« Du chaos à l’unité ». Cette phrase, reprise un peu partout dans la communication d’Assassin’s Creed Unity, ne pouvait mieux tomber pour décrire la mue garantie par Ubisoft de son million seller costumé. Une mue qui chercherait, après 6 épisodes, à rassembler les idées et concepts éparpillés par le temps et les itérations, pour en faire la synthèse idéale. En optant pour la Révolution française comme terrain d’essai next-gen, la saga ne faisait pas que répondre à un fantasme de fans de longue date. Elle choisissait le creuset idéalement légitime pour revendiquer sa propre révolution conceptuelle. Soit dire adieu à certains canons (le multi PvP, l’enrôlement d’assassins accolytes), accueillir de nouveaux (coop en ligne), mais surtout raffiner les plus élémentaires de ses acquis.

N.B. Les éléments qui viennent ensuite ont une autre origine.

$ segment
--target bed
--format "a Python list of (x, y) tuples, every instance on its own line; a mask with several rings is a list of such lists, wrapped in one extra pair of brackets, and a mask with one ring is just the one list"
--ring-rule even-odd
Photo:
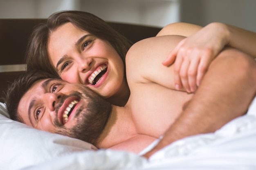
[[(1, 97), (9, 82), (25, 71), (25, 49), (33, 27), (45, 21), (0, 20)], [(155, 36), (160, 29), (109, 23), (134, 42)], [(10, 66), (13, 64), (18, 65)], [(13, 121), (9, 118), (4, 101), (0, 102), (0, 170), (256, 169), (256, 99), (246, 115), (216, 132), (180, 140), (149, 160), (140, 155), (157, 140), (139, 155), (98, 150), (90, 144)]]

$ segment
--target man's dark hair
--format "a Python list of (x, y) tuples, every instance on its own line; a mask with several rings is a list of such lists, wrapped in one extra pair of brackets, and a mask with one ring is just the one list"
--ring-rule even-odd
[(45, 79), (60, 77), (44, 71), (31, 70), (19, 75), (8, 87), (4, 99), (10, 118), (13, 120), (23, 123), (17, 114), (18, 107), (23, 96), (36, 82)]

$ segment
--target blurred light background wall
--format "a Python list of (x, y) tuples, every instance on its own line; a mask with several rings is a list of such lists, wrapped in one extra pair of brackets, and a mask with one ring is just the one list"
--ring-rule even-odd
[(219, 22), (256, 32), (256, 0), (0, 0), (0, 18), (47, 18), (77, 10), (107, 21), (163, 27)]

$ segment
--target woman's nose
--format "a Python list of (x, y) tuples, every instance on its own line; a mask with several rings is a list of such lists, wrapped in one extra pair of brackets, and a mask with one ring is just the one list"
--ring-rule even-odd
[(62, 96), (60, 93), (47, 93), (44, 94), (44, 97), (46, 101), (47, 106), (51, 111), (54, 111), (56, 105), (59, 102)]
[(81, 57), (78, 61), (78, 69), (80, 72), (85, 73), (91, 69), (92, 59), (90, 57)]

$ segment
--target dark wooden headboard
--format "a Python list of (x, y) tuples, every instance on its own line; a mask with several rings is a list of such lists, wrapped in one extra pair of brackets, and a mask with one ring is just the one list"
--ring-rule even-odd
[[(0, 98), (10, 82), (24, 70), (12, 69), (12, 65), (25, 64), (25, 50), (34, 26), (46, 19), (0, 19)], [(133, 42), (153, 37), (161, 28), (108, 22), (114, 29)], [(22, 68), (25, 68), (25, 66)], [(20, 66), (19, 66), (20, 67)], [(11, 68), (10, 69), (9, 68)], [(0, 102), (4, 102), (2, 99)]]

Rien à dire, le Paris d’Ubisoft impressionne. Mais pas autant par sa fidélité de reconstitution, ou son expansion kilométrique (bien modeste face aux Caraîbes du précédent opus) que par sa redéfinition de l’espace, enfin complétée par l’exploration en temps réel de ses environnements intérieurs. Un détail certes, mais qui offre au terrain de jeu une densité nouvelle, en parfait raccord avec la condition de l’assassin, autorisé à fouiller ses recoins les plus intimes. Une maîtrise de l’espace désormais totale, qui passe aussi par la refonte de son gameplay de Parkour, plus fluide et permissif, et d’infiltration, enfin augmentée d’un système de couvert (une « nouveauté » qui donne le vertige en 2014) et de customisation RPG. Souvent boudée par les puristes pour son retard face aux cadors du genre (Hitman, Deus Ex), la saga se rattrape par un gameplay autrement plus sand-box, mieux valorisé par une scénarisation de ses objectifs, qui fait enfin la part belle à la planification d’approches plutôt que l’acrobatie bâclée.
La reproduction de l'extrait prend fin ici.